Organizar e classificar são atividades comuns na vida humana, presentes desde a disposição de livros em uma estante de biblioteca até a delimitação de correntes de pensamento e seus seguidores, passando pela tabela periódica dos elementos químicos e pelas listas de classificação dos campeonatos de futebol. Na biologia, a ciência da classificação é chamada "sistemática". Ela reúne o estudo da diversidade orgânica e dos aspectos históricos da evolução, com base em métodos e práticas de descrição, nomenclatura e organização da diversidade dos organismos viventes e extintos.
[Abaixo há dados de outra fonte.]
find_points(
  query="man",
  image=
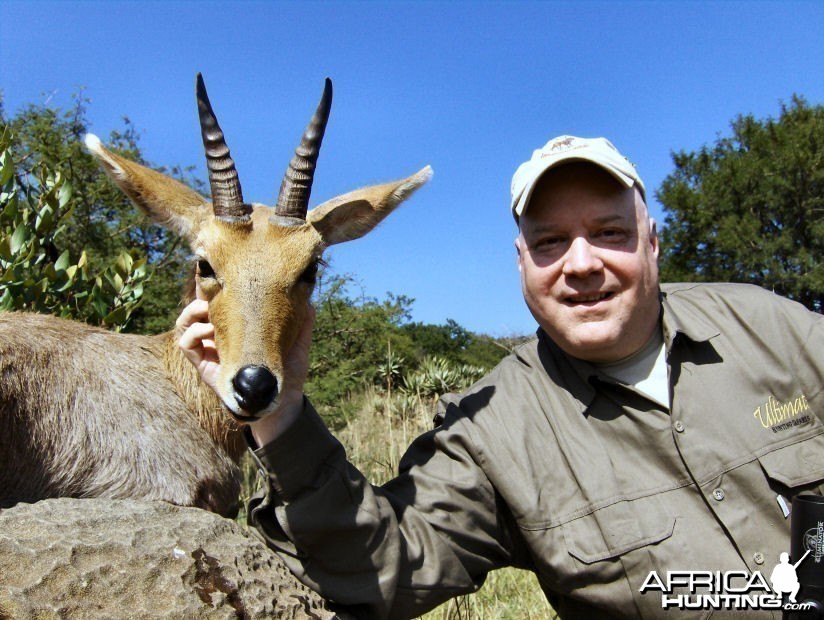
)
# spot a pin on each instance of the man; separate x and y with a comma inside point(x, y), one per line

Não há como estabelecer com exatidão a cronologia da sistemática desde sua origem até os tempos atuais, posto que a atividade se confunde com o próprio desenvolvimento da linguagem, do conhecimento e do pensamento humano (cf. Nelson & Platnick, 1981; Mayr, 1982). Em linhas gerais, pode-se depreender que o início da sistemática deu-se com o desejo do homem de sumarizar a informação da diversidade biológica que ele podia observar, delimitando classes para este ou aquele grupo de organismos, e identificar entre esses grupos quais tinham existência real (e, portanto, poderiam ser considerados grupos naturais de fato) e quais não passavam de criação da sua própria mente (os grupos não-naturais ou artificiais). Parece claro que existem características em comum que permitem reunir sapos, peixes, gatos e corujas (afinal, todos têm vértebras), mas o que dizer de um grupo formado por baleias, tubarões, insetos aquáticos, vitórias-régias, águas-vivas e arqueobactérias extremófilas? Apesar de todos esses organismos apresentarem ao menos parte dos seus ciclos de vida na água, não há nenhum tipo de conexão ou relação natural entre todos os seus componentes que possibilite considerá-los um grupo real, além daquela óbvia que mostra que todos são seres vivos. É esse o maior problema e o objetivo central de qualquer estudo em sistemática biológica (cf. Nelson & Platnick, 1981; Mayr, 1982; Hull, 1988; Rieppel, 2005). De Aristóteles a Hennig, entremeados por Caesalpino, Buffon, Linnaeus, Lamarck, Darwin, Wallace, Mayr, Simpson e muitos outros, sempre se buscou criar maneiras de organizar o conhecimento da diversidade biológica de forma a representar algum tipo de afinidade natural entre os componentes dos grupos criados.